Hume approaches topics in metaphysics and epistemology via his theory of ideas and the cognitive faculties. In metaphysics, his primary interest is in questions not of the form ‘What is X?’ but of the form ‘What can we conceive X to be?’ His best-known contribution is his argument that causation, as far as we can conceive it, is just regular succession among objects or events, plus our habit of inferring one object or event from another. He also made important contributions concerning space and time, existence, identity, substances, and free will. In epistemology, his primary interest is in questions of the form ‘Which of our cognitive faculties is responsible for our belief in X?’ His best-known contribution is his argument that habit, not reason, engages us to suppose that unobserved events will resemble observed ones (a view concerning what philosophers now call induction). He also made important contributions concerning the distinction between the a priori and the a posteriori, belief in the external world, and religious belief.

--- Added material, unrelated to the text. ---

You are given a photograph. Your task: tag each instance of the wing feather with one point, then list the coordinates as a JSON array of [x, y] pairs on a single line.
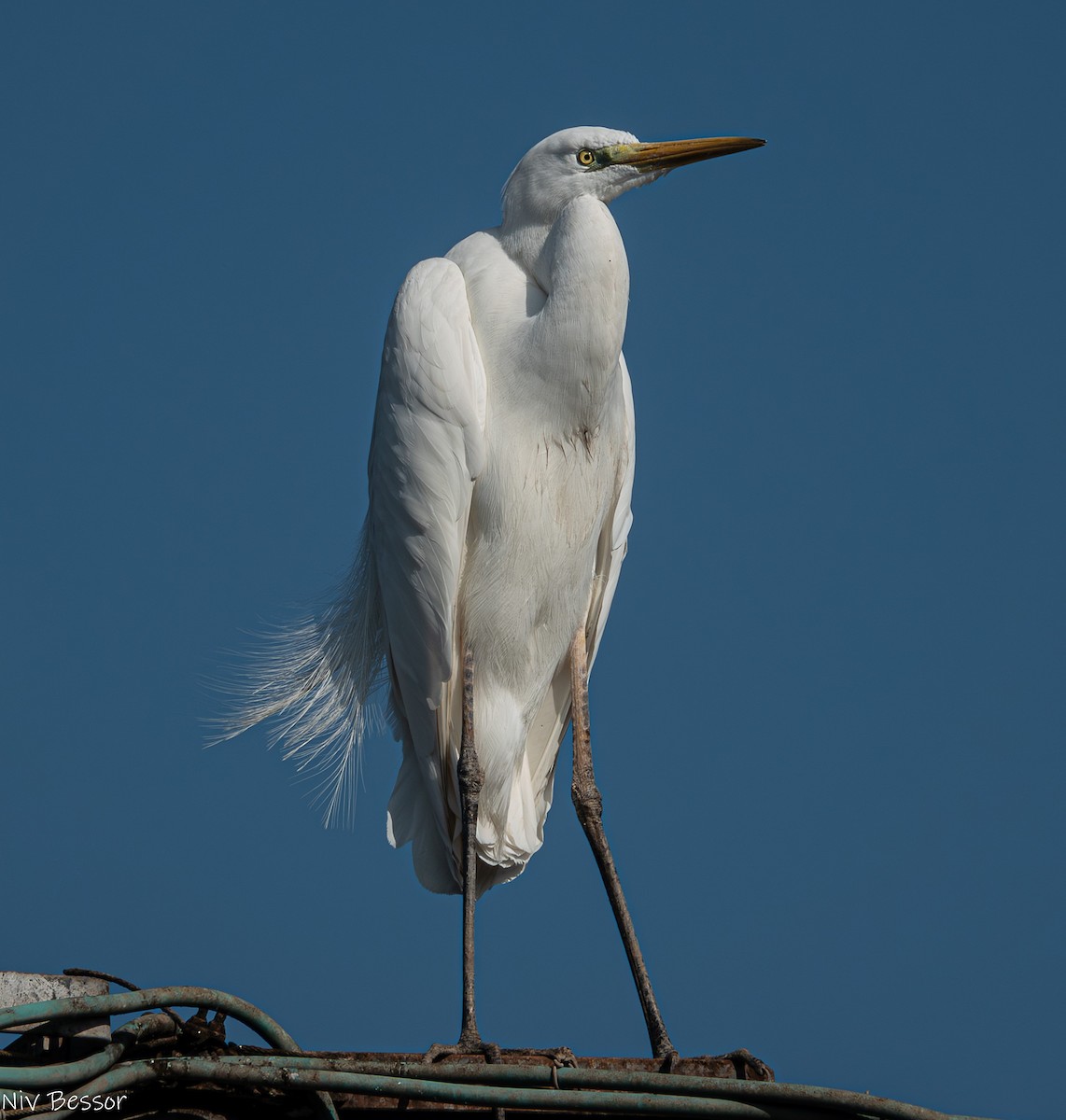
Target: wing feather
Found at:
[[427, 451]]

Books that discuss Hume's views about a range of topics in metaphysics and epistemology (construed broadly, so as to include philosophy of mind, action and language) include Stroud 1977, Garrett 1997 and Allison 2008. Fogelin 1985 and Loeb 2002 are devoted to his epistemology. For three different approaches to his theory of causation, see Blackburn 1990, Kail 2007 and Millican 2009. For two different approaches to his argument about induction, see Owen 1999 and Peter Millican's article 'Hume's Sceptical Doubts Concerning Induction,' in Millican 2001.
Three introductory books that take quite different approaches to Hume's metaphysics and epistemology are Ayer 1980, Blackburn 2008 and Wright 2009. Norton & Taylor 2006 contains helpful introductory articles on Hume's views about several topics in metaphysics and epistemology.